By Betsy Carpenter, Coordinator, Marketing & Strategic Partnerships

For today's SERF selection I recommend an old friend, DogPile.com. So close those Google pages and perform all your searches today with our pal, Arfie - Happy searching!

1 comments:

Tomás Muriel said...

Before becoming yet another Google Search convert, I was a frequent user of Dogpile. I even set it as my personal homepage for a number of years. Being a meta search engine, Dogpile of course does include Google powered results in its own SERPS. The difference is that it also incorporates results from other search engines, including our good friends Live Search and Yahoo! Search. The engine, which looks to have been redesigned since I last used it, is visually pleasing and always features the affable mascot Arfie, in the lower corner.

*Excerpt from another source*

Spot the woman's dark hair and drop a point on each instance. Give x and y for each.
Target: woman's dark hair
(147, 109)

Now let’s get down to business and talk about the actual search experience. Like most other popular engines these days, Dogpile segments its search results into content-type categories from the very start. Simple tabs separate your results into full web pages, images, audio, video, news, yellow pages, and white pages. To filter a search between these categories, one need only click on the corresponding tab to view the results. Since we’re mostly interested in searchers seeking web results, I’ll concentrate on that tab for now. One of the first things I noticed after searching for the broad query, “search marketing” is that Dogpile does not clearly separate sponsored ads from organic listings. The formatting is exactly the same between the two, save for the words “Sponsored By: [ad platform name]” appearing in place of a root URL for the paid results. Also, these ads are dispersed throughout the SERP, and are not limited to the top or sides of the page. From an advertiser’s point of view, this seems like it would be great. Many searchers have trained their eye to ignore sponsored ads on the SERP and go straight to the natural listings – before I entered the world of search, I was one of those people (don’t hate me). By seamlessly integrating paid listings with natural ones, ads are potentially exposed to more attentive eyes then they would be on Google, where they are clearly highlighted and labeled as “Sponsored Listings.” With all other factors being equal (i.e. impressions, search term, page results) I would suspect that the same ad appearing on Dogpile would get more clicks than it would on Google, just because of the increased perception of reliability in the user’s eyes. Before anyone gets too excited by this unproven claim, I also suspect that it may hide a double-edged sword of sorts. Users would undoubtedly catch on to what might be considered ‘sneaky’ inclusion of paid (and therefore corporate) ads with the natural results they know and trust. This may result in a diminished user experience, which in turn could result in lowered traffic to the engine.

One cool feature that both advertisers and users are sure to love is the “website match” indicator on Dogpile’s SERP. When you search on a brand term alone such as “Nike,” “Timberland,” etc, Dogpile looks to see if it has an indexed or display URL on record that contains the term. So when it sees that the search “nike” matches up exactly with the indexed URL “www.nike.com,” it automatically places a distinct icon next to the ad/listing noting that it is a “Website Match.” This is of obvious benefit to brand owners wanting to ensure that users connect immediately to their official site when searching for their brand terms. And for users who are searching for these general branded terms, the feature makes it all the more easy to pick out the desired result.